Congressman Merrill Cook's supporters say his primary election opponent, Derek Smith, is an "invisible candidate" who "refuses to engage in meaningful, public debate."
Cook dodged his own news conference Wednesday, however, and let campaign aides John Difley and Shari Holweg level the attack at Smith, who hopes to wrest the GOP nomination from Cook on June 27.
"He is a man that has no substance . . . built up by political consultants and his own money," Holweg, Cook's outreach coordinator, said of Smith.
Difley and Holweg said Smith has backed out of two debate appearances. One, sponsored by the Utah League of Credit Unions, was scheduled for June 10, but Smith canceled three days prior to the debate, they said.
Smith also refused to debate Cook at the University of Utah's Hinckley Institute of Politics, Cook's supporters said. Smith did appear in a Hinckley forum Tuesday, but not with Cook.
Difley said Smith's alleged unwillingness to debate Cook defeats the public's "right to know."
"We demand Derek Smith stop the gamesmanship, accept and actually show up in person at every debate invitation and answer the tough questions," Difley said. "To expect anything less would not be in the public interest."
Laurie Maddox, spokeswoman for the Smith campaign, said Thursday the charges are not accurate. She said Smith has not canceled a single debate appearance.
Maddox said Smith did not commit to participating in the Credit Union debate because he had other campaign events scheduled for the same time. And Smith did not decline to debate Cook at the Hinckley Institute, she said.
"First of all, we have 11 debates scheduled in a one-month period before the election. We've done three of those" with the rest to follow, Maddox said.
"Our overall response to this is that Merrill Cook is a desperate man, a very desperate man . . . He lies regularly. He's lying about this. And he's trying to cover up for the fact that we're not ducking debates, he's ducking votes in Congress."

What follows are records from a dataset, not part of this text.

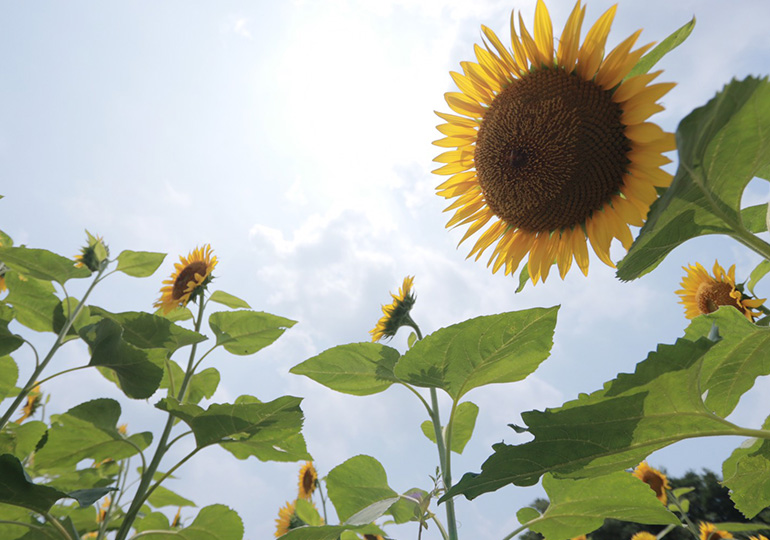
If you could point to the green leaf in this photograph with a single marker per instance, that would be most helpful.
(34, 302)
(228, 300)
(139, 263)
(88, 431)
(464, 422)
(138, 371)
(41, 264)
(611, 429)
(747, 474)
(664, 47)
(147, 331)
(21, 440)
(215, 522)
(9, 375)
(722, 146)
(359, 490)
(246, 332)
(485, 350)
(17, 489)
(581, 506)
(274, 424)
(753, 218)
(360, 369)
(165, 497)
(757, 274)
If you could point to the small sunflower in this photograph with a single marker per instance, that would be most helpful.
(94, 254)
(395, 314)
(701, 293)
(653, 478)
(34, 398)
(552, 147)
(190, 277)
(307, 480)
(287, 520)
(709, 532)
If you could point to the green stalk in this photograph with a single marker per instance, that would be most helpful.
(147, 475)
(55, 347)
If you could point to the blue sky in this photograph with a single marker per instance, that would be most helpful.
(294, 137)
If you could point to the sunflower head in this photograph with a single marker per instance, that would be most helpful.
(709, 532)
(550, 148)
(34, 399)
(703, 293)
(94, 254)
(653, 478)
(190, 277)
(307, 480)
(396, 314)
(287, 520)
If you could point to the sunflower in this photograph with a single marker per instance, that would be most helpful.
(552, 148)
(702, 293)
(307, 480)
(190, 277)
(709, 532)
(287, 520)
(396, 314)
(653, 478)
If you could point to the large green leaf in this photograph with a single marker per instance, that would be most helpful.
(664, 47)
(88, 431)
(246, 332)
(359, 369)
(278, 421)
(579, 506)
(462, 427)
(148, 331)
(139, 263)
(722, 146)
(9, 374)
(747, 473)
(731, 367)
(359, 490)
(492, 349)
(215, 522)
(41, 264)
(611, 429)
(34, 302)
(139, 371)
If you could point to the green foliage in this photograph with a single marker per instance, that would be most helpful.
(485, 350)
(359, 369)
(722, 146)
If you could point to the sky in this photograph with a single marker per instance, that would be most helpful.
(295, 138)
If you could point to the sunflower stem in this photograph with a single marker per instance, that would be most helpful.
(31, 383)
(142, 491)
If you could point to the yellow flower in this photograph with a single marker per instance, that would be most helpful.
(702, 293)
(709, 532)
(653, 478)
(287, 520)
(552, 147)
(307, 480)
(395, 314)
(34, 398)
(190, 277)
(93, 254)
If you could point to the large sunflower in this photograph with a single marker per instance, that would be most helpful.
(396, 314)
(190, 276)
(552, 147)
(701, 293)
(653, 478)
(307, 480)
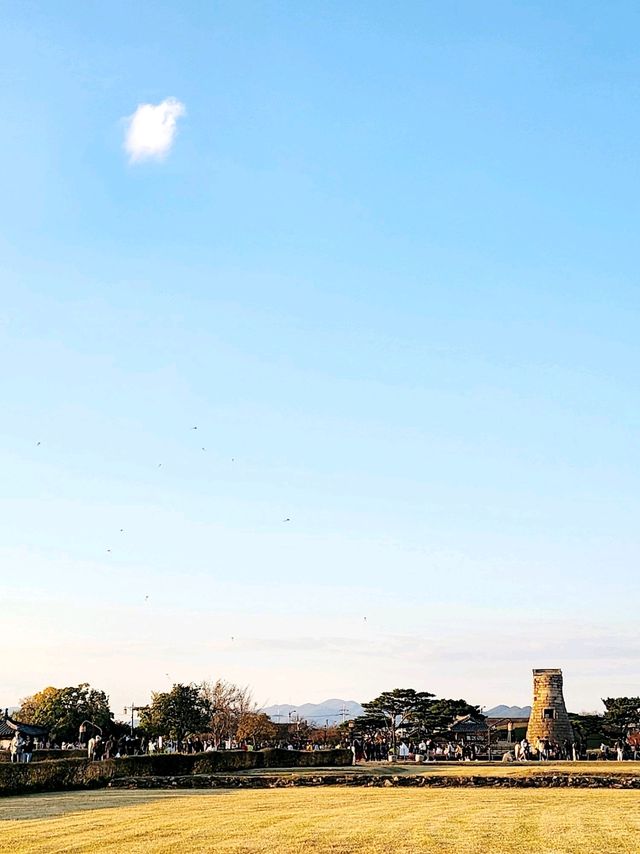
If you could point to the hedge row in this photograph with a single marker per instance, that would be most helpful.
(62, 774)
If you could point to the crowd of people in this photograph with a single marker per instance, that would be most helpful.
(21, 748)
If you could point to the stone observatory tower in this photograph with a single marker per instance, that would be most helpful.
(549, 718)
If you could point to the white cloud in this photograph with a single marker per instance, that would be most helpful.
(151, 130)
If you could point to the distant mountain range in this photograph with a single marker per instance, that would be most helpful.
(334, 711)
(509, 712)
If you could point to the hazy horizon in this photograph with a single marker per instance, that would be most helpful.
(319, 338)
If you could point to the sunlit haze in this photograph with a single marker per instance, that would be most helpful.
(319, 348)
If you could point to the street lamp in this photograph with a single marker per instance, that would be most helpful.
(133, 708)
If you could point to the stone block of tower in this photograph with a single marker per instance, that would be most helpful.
(549, 718)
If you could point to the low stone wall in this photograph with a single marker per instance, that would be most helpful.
(264, 781)
(44, 755)
(64, 774)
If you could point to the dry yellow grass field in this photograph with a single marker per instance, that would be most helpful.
(325, 821)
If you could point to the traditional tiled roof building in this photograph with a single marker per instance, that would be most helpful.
(9, 727)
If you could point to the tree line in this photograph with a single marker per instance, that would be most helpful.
(228, 712)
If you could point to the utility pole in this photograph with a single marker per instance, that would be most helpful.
(133, 708)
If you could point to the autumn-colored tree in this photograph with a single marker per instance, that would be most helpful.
(176, 713)
(63, 710)
(621, 714)
(392, 710)
(229, 704)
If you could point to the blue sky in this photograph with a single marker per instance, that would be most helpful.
(388, 269)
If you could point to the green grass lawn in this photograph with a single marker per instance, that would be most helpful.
(325, 821)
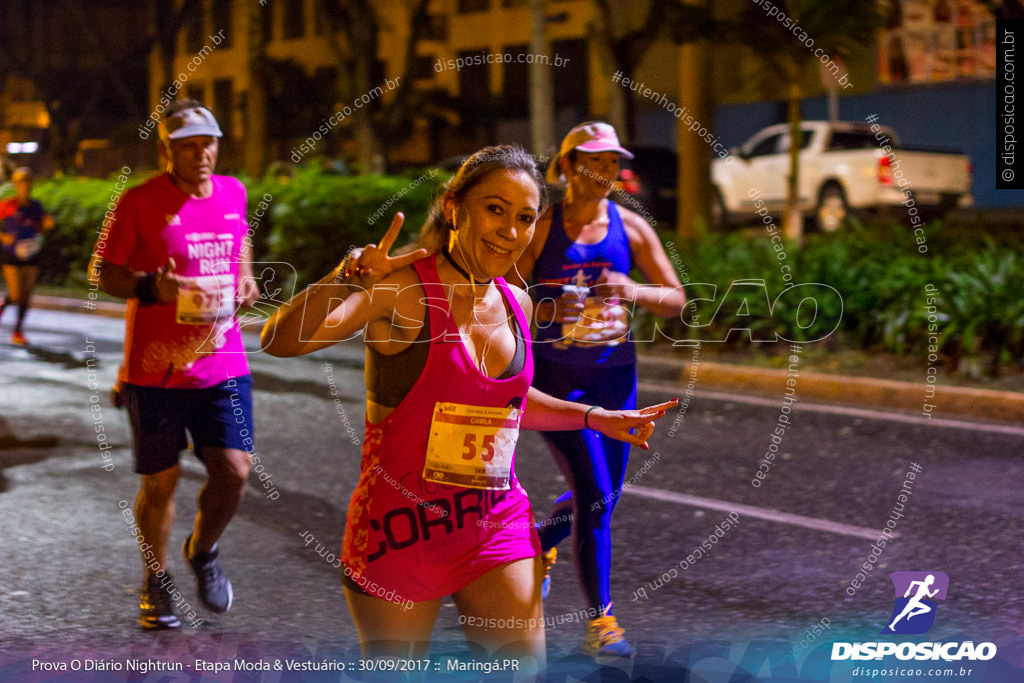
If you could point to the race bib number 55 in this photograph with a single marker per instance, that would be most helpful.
(471, 445)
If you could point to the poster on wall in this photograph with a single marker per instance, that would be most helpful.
(933, 41)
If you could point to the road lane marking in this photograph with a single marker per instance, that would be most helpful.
(752, 511)
(842, 410)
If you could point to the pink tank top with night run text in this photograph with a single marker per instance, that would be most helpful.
(437, 504)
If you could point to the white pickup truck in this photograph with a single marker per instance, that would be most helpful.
(843, 168)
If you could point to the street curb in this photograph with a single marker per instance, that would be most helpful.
(948, 400)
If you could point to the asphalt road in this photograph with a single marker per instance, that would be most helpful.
(766, 603)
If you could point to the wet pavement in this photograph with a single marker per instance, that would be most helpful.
(767, 602)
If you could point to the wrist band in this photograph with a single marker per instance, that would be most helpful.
(342, 274)
(143, 289)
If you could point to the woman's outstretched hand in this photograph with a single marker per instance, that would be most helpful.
(631, 426)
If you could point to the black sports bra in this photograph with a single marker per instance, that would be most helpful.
(389, 378)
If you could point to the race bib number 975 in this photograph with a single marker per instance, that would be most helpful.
(206, 300)
(471, 445)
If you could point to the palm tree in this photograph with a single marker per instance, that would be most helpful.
(837, 27)
(256, 99)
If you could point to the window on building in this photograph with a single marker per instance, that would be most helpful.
(474, 86)
(423, 68)
(321, 26)
(293, 25)
(195, 34)
(436, 28)
(571, 78)
(268, 16)
(515, 82)
(473, 6)
(222, 20)
(223, 105)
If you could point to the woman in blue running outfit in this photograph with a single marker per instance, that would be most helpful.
(580, 260)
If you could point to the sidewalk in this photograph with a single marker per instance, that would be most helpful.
(947, 400)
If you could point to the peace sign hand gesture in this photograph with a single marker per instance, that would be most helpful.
(371, 263)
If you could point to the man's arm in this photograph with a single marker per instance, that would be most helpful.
(123, 283)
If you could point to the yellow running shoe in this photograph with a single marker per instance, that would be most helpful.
(605, 638)
(549, 557)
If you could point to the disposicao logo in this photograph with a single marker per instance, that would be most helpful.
(913, 613)
(916, 593)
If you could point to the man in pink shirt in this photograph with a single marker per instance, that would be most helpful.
(175, 249)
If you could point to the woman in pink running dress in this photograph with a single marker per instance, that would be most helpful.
(438, 510)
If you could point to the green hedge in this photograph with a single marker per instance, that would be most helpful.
(315, 215)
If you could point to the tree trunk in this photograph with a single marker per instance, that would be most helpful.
(256, 99)
(694, 154)
(793, 219)
(542, 105)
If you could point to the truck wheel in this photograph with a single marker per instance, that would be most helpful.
(832, 211)
(719, 215)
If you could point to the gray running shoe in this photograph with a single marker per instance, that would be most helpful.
(155, 609)
(213, 587)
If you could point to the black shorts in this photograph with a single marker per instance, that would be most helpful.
(217, 417)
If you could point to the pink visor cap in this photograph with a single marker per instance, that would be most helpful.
(589, 136)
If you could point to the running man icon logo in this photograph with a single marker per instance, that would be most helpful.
(915, 596)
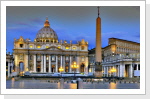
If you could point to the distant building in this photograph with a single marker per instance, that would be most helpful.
(120, 58)
(9, 64)
(46, 54)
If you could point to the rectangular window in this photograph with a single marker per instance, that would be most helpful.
(53, 58)
(74, 48)
(38, 46)
(21, 45)
(47, 58)
(38, 57)
(67, 47)
(31, 46)
(47, 46)
(82, 58)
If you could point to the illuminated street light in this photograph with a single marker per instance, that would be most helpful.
(113, 70)
(74, 67)
(61, 70)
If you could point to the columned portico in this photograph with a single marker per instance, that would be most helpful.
(47, 54)
(50, 66)
(44, 63)
(56, 64)
(41, 63)
(70, 69)
(130, 71)
(34, 63)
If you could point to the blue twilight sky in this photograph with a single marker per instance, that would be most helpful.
(73, 23)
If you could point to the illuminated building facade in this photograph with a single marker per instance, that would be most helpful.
(46, 54)
(120, 55)
(9, 64)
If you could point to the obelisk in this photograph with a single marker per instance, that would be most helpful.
(98, 52)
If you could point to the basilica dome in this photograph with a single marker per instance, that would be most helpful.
(46, 34)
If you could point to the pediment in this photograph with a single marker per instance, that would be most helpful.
(54, 48)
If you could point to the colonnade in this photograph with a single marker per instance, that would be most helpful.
(47, 62)
(120, 70)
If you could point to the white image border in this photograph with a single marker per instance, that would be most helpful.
(72, 3)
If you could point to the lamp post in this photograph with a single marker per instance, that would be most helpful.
(113, 70)
(27, 69)
(61, 69)
(74, 67)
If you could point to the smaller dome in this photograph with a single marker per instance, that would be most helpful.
(46, 34)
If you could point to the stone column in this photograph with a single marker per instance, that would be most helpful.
(56, 64)
(104, 71)
(34, 63)
(16, 63)
(130, 71)
(107, 71)
(122, 70)
(118, 70)
(8, 68)
(77, 70)
(49, 64)
(44, 63)
(86, 65)
(41, 63)
(26, 67)
(137, 67)
(70, 69)
(63, 62)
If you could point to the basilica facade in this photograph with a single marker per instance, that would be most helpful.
(47, 54)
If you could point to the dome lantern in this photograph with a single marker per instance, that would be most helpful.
(46, 34)
(46, 24)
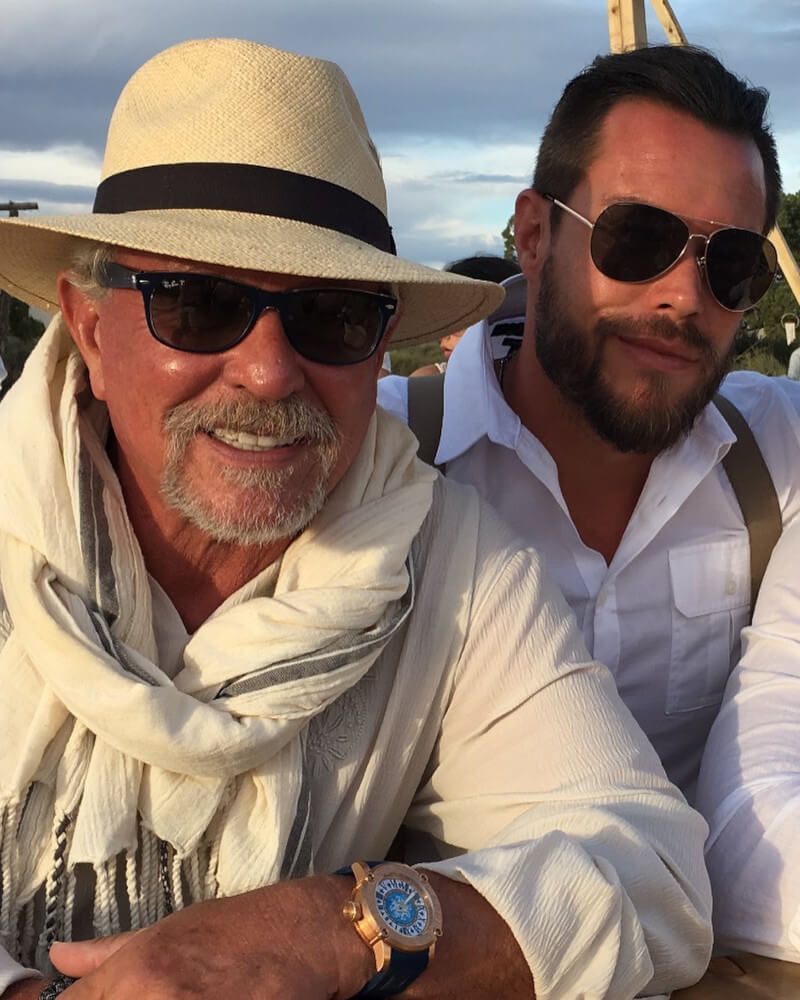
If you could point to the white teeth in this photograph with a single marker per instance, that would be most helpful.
(249, 442)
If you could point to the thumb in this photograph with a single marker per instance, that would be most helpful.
(79, 958)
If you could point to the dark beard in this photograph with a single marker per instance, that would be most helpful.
(574, 363)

Maddox said Cook missed an important appropriations vote Tuesday so he could be in Utah to debate Smith on radio station KTKK.
Cook's supporters acknowledged eight debates between Cook and Smith are scheduled prior to June 27, including three on television.
But Holweg said a source "close to the (Smith) campaign" indicated it is Smith's intention to cancel on those debates.
Maddox denied that accusation and called on the Cook campaign to name its source for the information.
Holweg said Smith's campaign strategy is to avoid public debates and rely on advertising. She said Smith's supporters are "riding on" a perceived lead in opinion polls.
Maddox said Smith is willing to schedule more debates with Cook. She said the campaign had hoped two more television stations would schedule debates, but those stations recently declined, she said.
Holweg said Cook chose not to appear at Wednesday's news conference, held at his campaign headquarters in downtown Salt Lake City, but did not elaborate on his reasoning. She said Cook was tending to "a matter of congressional business in the district."